Signals

Using Big Data Analytics to Better Understand Korean Unification

Beyond Parallel, powered by the analytics of Predata, is seeking to bring open source intelligence tools to issues related to Korean unification. The signals are drawn from publicly available sources on expertly curated topics to capture the volume and vigor of the online conversation around these issues. The signals are then paired with Beyond Parallel databases of historical events to analyze current trends and make predictions about future events.

Notable Events and Signal Interactions

The signals above capture the volume and engagement in conversations related to North Korean weapons programs (North Korea WMD) and inter-Korean relations. When signal spikes occur following major events, they enable Beyond Parallel to better understand the impact of these events on Korean relations, and when spikes occur independently they have often proven strong indicators that a major event is about to take place.

North Korea Fires Short-Range Missiles | June 8, 2017
North Korea fired four surface-to-ship missiles from a location near Wonsan on June 8 Korea standard time (KST). According to the South Korean military the missiles flew about 200 km (125 miles) before landing in the East Sea. Predata’s North Korea WMD signal showed a spike on June 6, about two days prior to the missile launch event.

North Korea Tests Short-Range Ballistic Missile | May 29, 2017
North Korea test-fired a short-range ballistic missile from a location near Wonsan on the east coast. According to the South Korean military the missile flew about 450 km. North Korean state media described the projectile launched as an “ultra-precision” Scud missile.

North Korea Tests Medium-Range Ballistic Missile | May 21, 2017
North Korea launched a Pukguksong-2 missile from a location near Lake Yonpung in South Pyongan province. According to South Korean sources the missile traveled approximately 500 km (310 miles) and was similar to the PGS-2 launch in February 2017.

Big Data in International Relations

Big data refers to any collection of large amounts of information that can come from nearly any source. In addition to traditional sources of data, the internet offers a plethora of potential sources for big data sets including web page edits, social media posts, and online news stories. These data sets are large and complex, requiring specialized data processing software to arrange the data and extract useful information. With the right tools, we can use big data analytics to search for patterns and correlations to learn more about the world or make predictions about the future. These analytics can be applied to a broad array of topics ranging from sports, politics, popular culture, to intelligence in international relations.

In the field of international relations, signals intelligence derived from electronic sources, including the internet, have been a tool used by the intelligence community to bring more intelligence information to policy makers as they make decisions about global affairs. But not all that information and intelligence has to be from top secret sources to be incredibly valuable.
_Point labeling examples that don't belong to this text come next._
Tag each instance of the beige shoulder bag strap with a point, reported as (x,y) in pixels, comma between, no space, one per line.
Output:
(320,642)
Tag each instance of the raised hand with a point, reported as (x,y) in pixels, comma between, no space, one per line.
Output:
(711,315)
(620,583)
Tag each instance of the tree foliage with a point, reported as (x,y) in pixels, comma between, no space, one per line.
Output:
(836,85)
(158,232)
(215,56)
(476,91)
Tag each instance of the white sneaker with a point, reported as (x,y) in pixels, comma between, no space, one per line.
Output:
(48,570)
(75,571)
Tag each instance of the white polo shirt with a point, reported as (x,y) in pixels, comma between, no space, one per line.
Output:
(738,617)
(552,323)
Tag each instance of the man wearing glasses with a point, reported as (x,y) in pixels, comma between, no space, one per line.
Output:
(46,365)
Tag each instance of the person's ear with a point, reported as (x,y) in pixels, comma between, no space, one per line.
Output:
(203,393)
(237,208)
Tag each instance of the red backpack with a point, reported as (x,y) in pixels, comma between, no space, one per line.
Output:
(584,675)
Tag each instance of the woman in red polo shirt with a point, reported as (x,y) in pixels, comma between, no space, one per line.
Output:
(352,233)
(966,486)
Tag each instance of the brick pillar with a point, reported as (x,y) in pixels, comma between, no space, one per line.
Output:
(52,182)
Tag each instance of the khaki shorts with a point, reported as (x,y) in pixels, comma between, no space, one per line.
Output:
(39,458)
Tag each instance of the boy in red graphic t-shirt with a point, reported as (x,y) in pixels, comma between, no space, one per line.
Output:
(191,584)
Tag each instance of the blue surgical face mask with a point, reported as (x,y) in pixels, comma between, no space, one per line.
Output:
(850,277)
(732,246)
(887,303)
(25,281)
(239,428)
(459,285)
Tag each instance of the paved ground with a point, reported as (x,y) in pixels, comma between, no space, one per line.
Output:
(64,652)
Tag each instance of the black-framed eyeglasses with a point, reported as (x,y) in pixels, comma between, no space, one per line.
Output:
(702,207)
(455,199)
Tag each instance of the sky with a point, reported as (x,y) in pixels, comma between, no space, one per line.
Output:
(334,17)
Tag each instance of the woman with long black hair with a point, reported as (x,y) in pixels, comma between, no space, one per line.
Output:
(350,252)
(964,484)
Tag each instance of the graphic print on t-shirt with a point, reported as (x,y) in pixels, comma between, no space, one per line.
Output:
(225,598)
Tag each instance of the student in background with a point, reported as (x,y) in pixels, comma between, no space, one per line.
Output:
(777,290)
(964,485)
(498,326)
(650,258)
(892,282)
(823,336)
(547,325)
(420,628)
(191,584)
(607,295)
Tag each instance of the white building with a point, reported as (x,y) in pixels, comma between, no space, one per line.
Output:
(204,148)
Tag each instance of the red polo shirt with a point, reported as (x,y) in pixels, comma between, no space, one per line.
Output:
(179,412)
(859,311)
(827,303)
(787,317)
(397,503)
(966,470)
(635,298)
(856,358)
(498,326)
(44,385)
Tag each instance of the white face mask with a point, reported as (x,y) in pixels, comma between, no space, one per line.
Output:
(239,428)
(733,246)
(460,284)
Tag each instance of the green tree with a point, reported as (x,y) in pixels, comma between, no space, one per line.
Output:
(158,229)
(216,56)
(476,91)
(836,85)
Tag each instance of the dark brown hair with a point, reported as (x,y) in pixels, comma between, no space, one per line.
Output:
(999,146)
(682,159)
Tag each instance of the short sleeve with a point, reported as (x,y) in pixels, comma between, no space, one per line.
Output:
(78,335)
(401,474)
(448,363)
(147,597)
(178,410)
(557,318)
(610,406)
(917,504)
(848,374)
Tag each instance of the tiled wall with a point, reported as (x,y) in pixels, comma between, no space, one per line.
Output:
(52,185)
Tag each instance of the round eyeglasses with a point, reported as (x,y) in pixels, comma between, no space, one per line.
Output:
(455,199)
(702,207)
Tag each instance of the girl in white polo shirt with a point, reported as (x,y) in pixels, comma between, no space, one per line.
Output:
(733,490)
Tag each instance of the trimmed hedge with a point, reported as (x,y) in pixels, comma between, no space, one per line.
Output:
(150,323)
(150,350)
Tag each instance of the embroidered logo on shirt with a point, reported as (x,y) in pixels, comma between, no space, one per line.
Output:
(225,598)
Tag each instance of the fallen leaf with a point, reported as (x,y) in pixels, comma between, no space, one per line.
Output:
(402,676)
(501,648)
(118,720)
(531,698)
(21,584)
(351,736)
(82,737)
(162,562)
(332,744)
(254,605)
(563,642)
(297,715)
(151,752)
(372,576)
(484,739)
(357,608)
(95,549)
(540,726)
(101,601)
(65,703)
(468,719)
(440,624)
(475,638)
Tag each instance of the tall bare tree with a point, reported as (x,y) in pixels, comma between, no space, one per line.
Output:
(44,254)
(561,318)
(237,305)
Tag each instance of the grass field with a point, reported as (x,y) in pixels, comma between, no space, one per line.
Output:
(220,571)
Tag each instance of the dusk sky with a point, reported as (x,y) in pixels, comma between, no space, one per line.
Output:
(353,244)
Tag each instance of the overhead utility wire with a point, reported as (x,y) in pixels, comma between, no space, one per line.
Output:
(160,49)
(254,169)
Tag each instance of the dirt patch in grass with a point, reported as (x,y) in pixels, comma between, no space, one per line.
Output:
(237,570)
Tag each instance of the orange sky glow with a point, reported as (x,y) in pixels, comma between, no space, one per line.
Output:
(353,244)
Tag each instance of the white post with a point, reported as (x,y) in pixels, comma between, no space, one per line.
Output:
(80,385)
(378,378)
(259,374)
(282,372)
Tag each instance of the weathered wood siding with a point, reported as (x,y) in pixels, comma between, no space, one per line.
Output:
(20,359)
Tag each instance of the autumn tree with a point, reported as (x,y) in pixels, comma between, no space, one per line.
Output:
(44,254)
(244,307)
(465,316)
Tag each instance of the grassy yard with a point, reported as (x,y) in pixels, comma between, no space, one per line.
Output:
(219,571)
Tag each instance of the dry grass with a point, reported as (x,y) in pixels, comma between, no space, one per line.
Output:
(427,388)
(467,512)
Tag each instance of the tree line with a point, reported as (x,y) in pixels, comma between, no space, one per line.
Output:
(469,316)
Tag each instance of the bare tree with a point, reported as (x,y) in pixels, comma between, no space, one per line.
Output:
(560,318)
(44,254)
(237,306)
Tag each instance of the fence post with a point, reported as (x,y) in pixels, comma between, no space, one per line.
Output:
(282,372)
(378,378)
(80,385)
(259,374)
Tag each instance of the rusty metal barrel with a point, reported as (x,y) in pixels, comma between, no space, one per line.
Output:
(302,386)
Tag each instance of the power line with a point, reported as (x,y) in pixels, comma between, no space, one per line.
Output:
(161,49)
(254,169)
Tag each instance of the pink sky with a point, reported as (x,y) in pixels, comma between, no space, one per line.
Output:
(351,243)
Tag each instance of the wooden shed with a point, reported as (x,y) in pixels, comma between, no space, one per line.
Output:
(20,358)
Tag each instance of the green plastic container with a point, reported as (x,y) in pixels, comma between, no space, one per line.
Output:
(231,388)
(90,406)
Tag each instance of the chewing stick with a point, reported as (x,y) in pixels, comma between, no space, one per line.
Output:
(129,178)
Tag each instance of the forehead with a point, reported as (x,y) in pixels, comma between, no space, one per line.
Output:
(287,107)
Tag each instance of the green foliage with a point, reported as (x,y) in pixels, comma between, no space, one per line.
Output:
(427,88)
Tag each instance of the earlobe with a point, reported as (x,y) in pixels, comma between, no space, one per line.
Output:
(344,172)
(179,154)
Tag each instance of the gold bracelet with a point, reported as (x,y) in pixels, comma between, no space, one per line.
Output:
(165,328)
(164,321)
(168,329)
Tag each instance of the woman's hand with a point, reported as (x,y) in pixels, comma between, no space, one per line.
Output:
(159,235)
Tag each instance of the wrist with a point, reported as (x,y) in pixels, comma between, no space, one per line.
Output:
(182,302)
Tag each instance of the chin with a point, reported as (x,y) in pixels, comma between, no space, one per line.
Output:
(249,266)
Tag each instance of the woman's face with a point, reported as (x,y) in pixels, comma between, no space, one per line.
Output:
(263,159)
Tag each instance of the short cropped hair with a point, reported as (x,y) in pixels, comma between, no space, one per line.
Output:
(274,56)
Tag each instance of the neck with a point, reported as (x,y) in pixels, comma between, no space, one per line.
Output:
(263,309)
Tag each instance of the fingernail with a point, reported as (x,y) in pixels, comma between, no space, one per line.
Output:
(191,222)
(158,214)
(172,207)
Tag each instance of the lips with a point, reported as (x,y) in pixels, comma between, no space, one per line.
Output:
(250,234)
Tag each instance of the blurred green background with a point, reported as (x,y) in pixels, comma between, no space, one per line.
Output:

Open source intelligence signals are in fact a rich source of information that can provide important insights and context to current events and ongoing trends.

Combining this new big data tool with established tools such as expert analysis, satellite imagery, and historical lessons should bring new information to policymakers, academics and the expert community as we seek to build greater understanding of topics and events surrounding Korean unification.